Die 49-jährige führt seit 21 Jahren ihr eigenes Coiffeur-Geschäft, seit 10 Jahren am Standort Niederwangen und weiss, was es bedeutet, wenn das Geld knapp wird. Mit dem Verschwinden kleiner Fachgeschäfte im Zentrum fehlte es plötzlich zunehmend an Laufkundschaft und die Geschäftsinhaberin hatte Mühe, sich und die Angestellten auszulasten. Die Situation entspannte sich, als eine Mitarbeiterin die Stelle wechselte. Im November 2017 begann sich Flückiger-Stern mit armuts-betroffenen Menschen zu solidarisieren – mit Spenden und Freiwilligenarbeit. 2021 gründetet sie mit acht Gleichgesinnten den Verein Kar-Li. Ausgerüstet mit einem einfachen Coiffeur-Köfferchen besuchen ehrenamtliche Coiffeusen und Coiffeure Aufenthaltsräume sozialer Hilfseinrichtungen, um den Menschen gratis die Haare und den Bart zu schneiden. «Dies gibt den Menschen ein gutes Gefühl, schenkt ihnen Selbstvertrauen und alle verlassen den Raum mit einem breiten Strahlen», erzählt die gelernte Coiffeuse begeistert. Auch Hygieneartikel, Kleider und gut haltbare Esswaren werden gesammelt und an die Bedürftigen abgegeben. 

Zum Namen

Der Vereinsname Kar-Li entstand aus einem Wortspiel: «Karli war schon immer mein Spitzname. Daraus entstand Kar-Li für karitative (wohltätige) Liebe. Die grosse Dankbarkeit und Freude der Menschen ist unser Lohn», so die gelernte Coiffeuse. «Seit der Gründung haben über 35 Einsätze stattgefunden und wir haben 1050 Gäste empfangen, Tendenz steigend», resümiert die Oberbottigerin. Deshalb sucht der Verein auch dringend nach Freiwilligen, welche bereit sind, in den Gebieten Bern, Basel, Solothurn, Mittelland und der Ostschweiz ehrenamtliche Einsätze zu leisten.

«Hinter jedem Menschen steht ein Schicksal»

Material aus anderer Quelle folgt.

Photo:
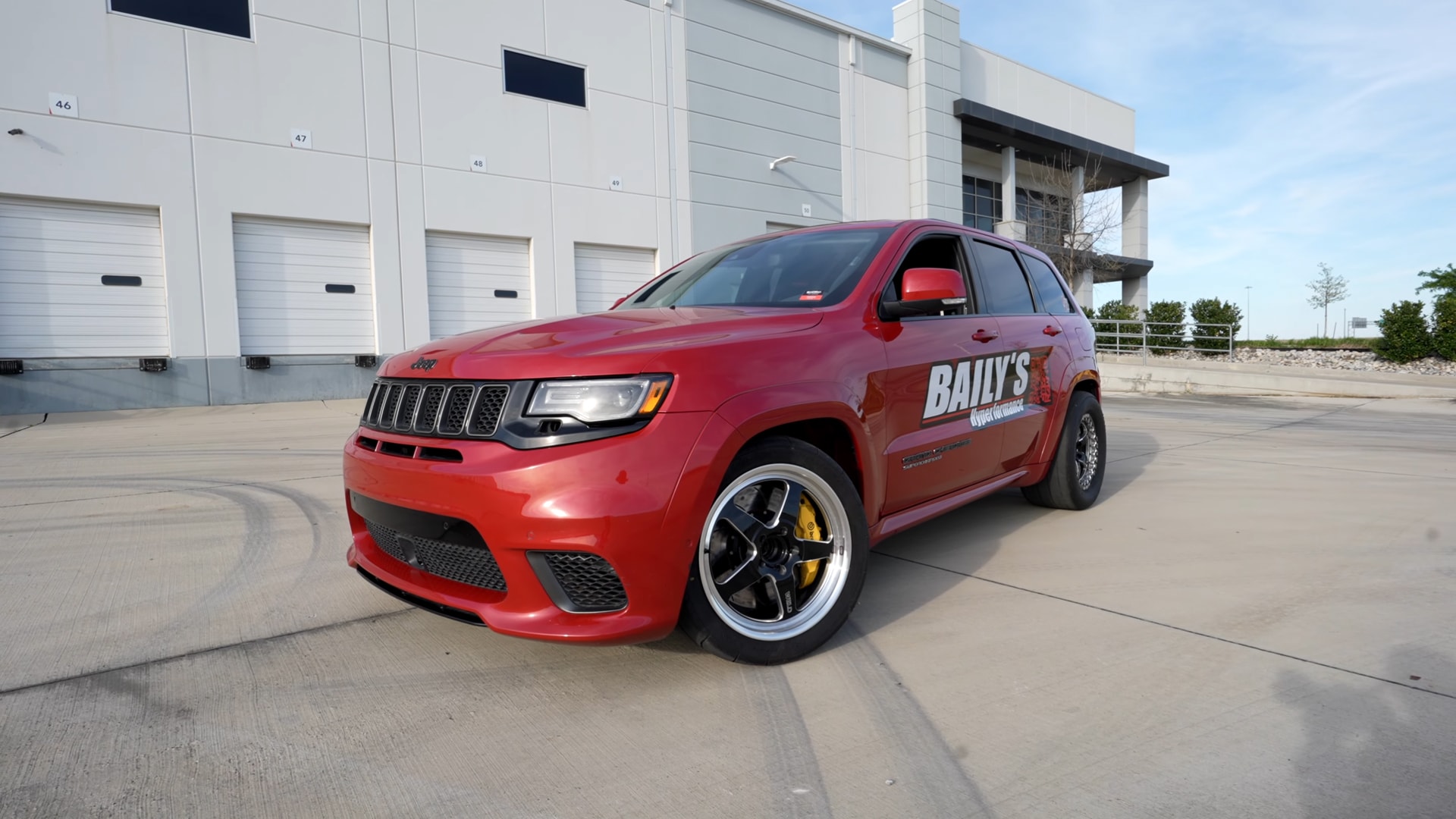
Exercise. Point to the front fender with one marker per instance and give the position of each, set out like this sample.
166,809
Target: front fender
761,410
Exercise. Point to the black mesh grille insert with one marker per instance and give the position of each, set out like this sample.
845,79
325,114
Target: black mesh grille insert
419,407
430,409
473,566
386,417
588,580
452,420
406,409
488,410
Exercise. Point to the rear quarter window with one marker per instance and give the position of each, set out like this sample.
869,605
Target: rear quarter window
1053,297
1002,280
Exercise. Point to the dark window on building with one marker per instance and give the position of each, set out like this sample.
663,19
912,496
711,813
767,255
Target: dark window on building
545,79
981,203
1047,218
1002,280
223,17
1053,297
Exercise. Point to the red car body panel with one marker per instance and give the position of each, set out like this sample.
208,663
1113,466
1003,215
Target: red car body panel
639,499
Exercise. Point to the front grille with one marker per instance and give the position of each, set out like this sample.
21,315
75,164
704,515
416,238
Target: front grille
473,566
587,580
433,409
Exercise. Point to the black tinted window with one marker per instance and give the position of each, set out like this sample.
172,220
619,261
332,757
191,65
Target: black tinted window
545,79
223,17
1005,286
799,270
1053,297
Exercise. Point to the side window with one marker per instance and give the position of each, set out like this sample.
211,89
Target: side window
1053,297
934,251
1002,280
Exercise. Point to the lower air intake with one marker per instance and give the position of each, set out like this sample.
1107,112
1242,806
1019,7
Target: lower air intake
473,566
582,582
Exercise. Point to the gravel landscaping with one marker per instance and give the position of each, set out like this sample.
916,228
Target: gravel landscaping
1331,360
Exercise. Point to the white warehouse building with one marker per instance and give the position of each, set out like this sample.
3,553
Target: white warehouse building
255,200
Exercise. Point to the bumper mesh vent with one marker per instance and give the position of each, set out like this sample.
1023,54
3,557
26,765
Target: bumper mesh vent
436,410
587,580
473,566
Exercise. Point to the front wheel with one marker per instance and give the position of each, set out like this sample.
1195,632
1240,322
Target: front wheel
1075,477
781,558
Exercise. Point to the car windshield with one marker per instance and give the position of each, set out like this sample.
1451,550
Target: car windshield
795,270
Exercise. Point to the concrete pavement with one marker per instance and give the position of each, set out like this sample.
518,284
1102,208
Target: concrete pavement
1254,621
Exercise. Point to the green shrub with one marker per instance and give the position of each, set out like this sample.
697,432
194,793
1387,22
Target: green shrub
1114,334
1443,325
1404,335
1209,312
1165,328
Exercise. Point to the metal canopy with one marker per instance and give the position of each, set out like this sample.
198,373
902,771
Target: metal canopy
992,129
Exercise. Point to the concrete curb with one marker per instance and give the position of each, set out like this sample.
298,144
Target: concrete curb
1130,373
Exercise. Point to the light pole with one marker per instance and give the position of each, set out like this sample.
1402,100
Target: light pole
1248,312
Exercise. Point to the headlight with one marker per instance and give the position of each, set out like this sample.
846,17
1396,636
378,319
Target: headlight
601,400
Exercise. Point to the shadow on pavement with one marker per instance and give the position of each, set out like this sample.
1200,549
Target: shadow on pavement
1372,748
974,534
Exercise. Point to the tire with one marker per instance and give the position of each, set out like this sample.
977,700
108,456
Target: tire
758,592
1072,483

«Ich heisse es nicht gut, wenn Menschen trinken oder Drogen nehmen, doch wenn ich höre, was ihnen im Leben wiederfahren ist, kann ich es nachvollziehen», sagt die glücklich verheiratete Mutter von zwei erwachsenen Töchtern verständnisvoll. Dieses Verständnis, dass Menschen ausgerechnet in der reichen Schweiz in Armut geraten, fehle oft in der Gesellschaft. Die Auswirkung: Betroffene schämen sich und können sich nicht überwinden, Hilfe anzunehmen. «Wir wollen diesen Menschen eine Stimme geben und Armut in der Schweiz sichtbar machen.» Immer wieder hört das Team bewegende Lebensgeschichten und erlebt berührende Momente. «Es ist unglaublich, wie dankbar die Menschen sind. Viele weinen vor Freude und umarmen uns. Nur ohne Egoismus findet man zu sich selbst. Die Welt würde ganz anders sein, wenn das mehr Menschen berücksichtigen würden. Unsere Hände sind zwar leer, aber unser Herz ist gefüllt mit Liebe und Glück», sagt Flückiger-Stern mit feuchten Augen, sichtlich gerührt und fest entschlossen, sozial benachteiligen Menschen weiterhin zur Seite zu stehen. Ganz nach dem Motto des Vereins: «Zusammen sind wir stark.»